On thursday morning I already got really close to my 6k aim and finally - I don't know how - I got the 8k. (I know some people won't be able to understand my excitement about these 8k, but try to run 8k when your gut feels like somebody is trying to light a fire and you're only able to even move because of pain killer)

I'm so happy I'm finally feeling better (even though this has only been a really short amount of time of feeling numb, dizzy, sleepy and all of that) and it makes me even happier to see my own progress not only in running but in handling my illness. Everyday is better than the day before. I only have been diagnosed for about two months now but I already realized so many beautiful things Horst taught me: Never let your happiness be controlled by something you can't control. This advise isn't always easy - trust me, I for sure know it isn't at all - but it is so important. Do yourself a favor and try to smile more often, a smile might light up your whole day. And of course don't let the behavior of others destroy your inner peace, they will never know how you feel exactly. You should know what's best for you, not them, nobody does know you better than you do (well in my case with the exception of my best friend). Most of the time people around you won't understand your journey. They don't need to, it's not for them. It's yours. Only yours. 

Sunday, 13 April 2014

Care for yourself when cure is not possible.

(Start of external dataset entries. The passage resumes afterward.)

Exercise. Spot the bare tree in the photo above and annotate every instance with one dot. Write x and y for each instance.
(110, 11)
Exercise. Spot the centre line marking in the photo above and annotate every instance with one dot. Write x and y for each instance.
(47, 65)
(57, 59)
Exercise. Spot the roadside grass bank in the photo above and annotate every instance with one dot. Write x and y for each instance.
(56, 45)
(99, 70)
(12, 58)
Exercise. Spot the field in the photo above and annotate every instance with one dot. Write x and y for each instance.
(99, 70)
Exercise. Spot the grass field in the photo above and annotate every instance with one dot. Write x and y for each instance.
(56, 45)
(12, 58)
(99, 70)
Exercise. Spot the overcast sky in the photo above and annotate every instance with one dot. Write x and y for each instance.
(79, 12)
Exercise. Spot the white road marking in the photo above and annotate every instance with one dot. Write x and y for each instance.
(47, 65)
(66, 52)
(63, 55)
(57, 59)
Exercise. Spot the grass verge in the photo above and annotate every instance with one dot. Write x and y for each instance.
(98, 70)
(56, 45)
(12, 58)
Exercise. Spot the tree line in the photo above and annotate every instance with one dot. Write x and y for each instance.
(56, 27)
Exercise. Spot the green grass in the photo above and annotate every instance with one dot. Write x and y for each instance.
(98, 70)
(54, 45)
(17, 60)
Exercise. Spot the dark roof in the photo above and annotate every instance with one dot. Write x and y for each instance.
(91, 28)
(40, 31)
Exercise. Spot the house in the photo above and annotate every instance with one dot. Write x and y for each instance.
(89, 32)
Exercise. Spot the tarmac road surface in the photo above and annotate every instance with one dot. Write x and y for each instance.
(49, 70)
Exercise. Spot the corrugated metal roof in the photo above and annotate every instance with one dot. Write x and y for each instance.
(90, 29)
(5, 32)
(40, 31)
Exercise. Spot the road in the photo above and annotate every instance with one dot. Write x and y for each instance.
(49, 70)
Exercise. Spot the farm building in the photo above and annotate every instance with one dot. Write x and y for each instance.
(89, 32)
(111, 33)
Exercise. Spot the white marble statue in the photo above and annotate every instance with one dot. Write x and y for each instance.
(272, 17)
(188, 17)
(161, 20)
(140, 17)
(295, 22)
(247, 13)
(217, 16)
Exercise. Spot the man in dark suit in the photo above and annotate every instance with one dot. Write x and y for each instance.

This should definitely be the life motto of everyone. Not only when cure is not possible. You should always remember to care for yourself, your soul and your body. Right now, caring for myself has a major influence on my happiness, but I'm positive that it would also be good for me if I wasn't sick. At first, I had no clue how to do good for myself  but then I came across this list http://greatist.com/happiness/ways-to-practice-self-care.. sounds way too easy, doesn't it? Well somehow it works. This is why I decided to go for a spontaneous trip this weekend, just to follow #25 of that list. I left for a sunny weekend at the seaside close to the northernmost tip of Germany. What should I say? Besides the fact that I was already giving up on my New Year's resolution to be more spontaneous, which is now fulfilled, it was such a good opportunity to just enjoy silence in order to recollect what truly matters in life. 


Be happy. It's good for your health. Promise.